David Mathews

Personal information
- Born: 25 May 1977 (age 49) England

Sport
- Sport: Field hockey
- Position: Forward

Senior career
- Years: Team / Caps / Goals
- 1995–2002: Canterbury / - / -
- 2002–2005: Amsterdam / - / -
- 2005–2008: Canterbury / - / -
- 2008–2010: Holcombe / - / -

National team
- Years: Team / Caps / Goals
- –: GB & England / 62 / -

= David Mathews (field hockey) =

English field hockey player

David Mathews (born 25 May 1977) is a retired English field hockey player.

== Biography ==
Mathews was educated at Simon Langton School and played club hockey for Canterbury in the Men's England Hockey League. While at Canterbury he was part of the England squad that competed in the men's tournament at the 2002 Commonwealth Games in Manchester.

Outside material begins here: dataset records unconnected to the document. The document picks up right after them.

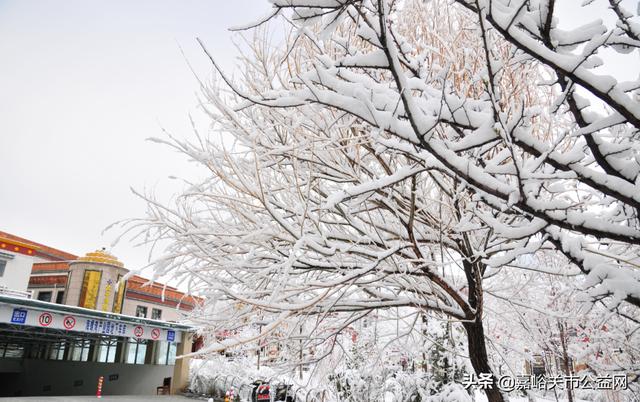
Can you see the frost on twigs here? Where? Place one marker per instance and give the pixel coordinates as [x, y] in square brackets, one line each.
[408, 161]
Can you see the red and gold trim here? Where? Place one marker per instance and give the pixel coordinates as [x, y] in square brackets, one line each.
[17, 246]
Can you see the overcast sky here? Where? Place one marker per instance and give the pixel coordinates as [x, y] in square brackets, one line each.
[82, 85]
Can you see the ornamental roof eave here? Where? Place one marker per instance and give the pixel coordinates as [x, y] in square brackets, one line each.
[65, 309]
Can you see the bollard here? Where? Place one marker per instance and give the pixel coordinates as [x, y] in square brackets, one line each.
[99, 391]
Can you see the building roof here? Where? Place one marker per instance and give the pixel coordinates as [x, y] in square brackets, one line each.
[40, 250]
[49, 267]
[138, 288]
[48, 281]
[101, 257]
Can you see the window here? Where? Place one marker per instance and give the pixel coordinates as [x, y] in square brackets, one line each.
[80, 352]
[45, 295]
[136, 351]
[156, 314]
[57, 351]
[107, 350]
[141, 311]
[60, 297]
[90, 288]
[166, 353]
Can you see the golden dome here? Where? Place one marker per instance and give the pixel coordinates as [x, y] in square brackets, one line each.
[102, 257]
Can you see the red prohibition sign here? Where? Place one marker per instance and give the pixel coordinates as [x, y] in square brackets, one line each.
[69, 322]
[45, 319]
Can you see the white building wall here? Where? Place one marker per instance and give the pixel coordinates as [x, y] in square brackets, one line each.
[16, 273]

Later, Mathews played club hockey for in Netherlands playing for Amsterdam and after another spell with Canterbury then played for Holcombe.

Mathews was a player/assistant coach for 9 years at Canterbury and head coach for Richmond Hockey Club for 6 years. Additionally, he worked as head of hockey for Gordon's School. In 2021, Mathews was appointed Director of Hockey at Old Cranleighan Hockey Club.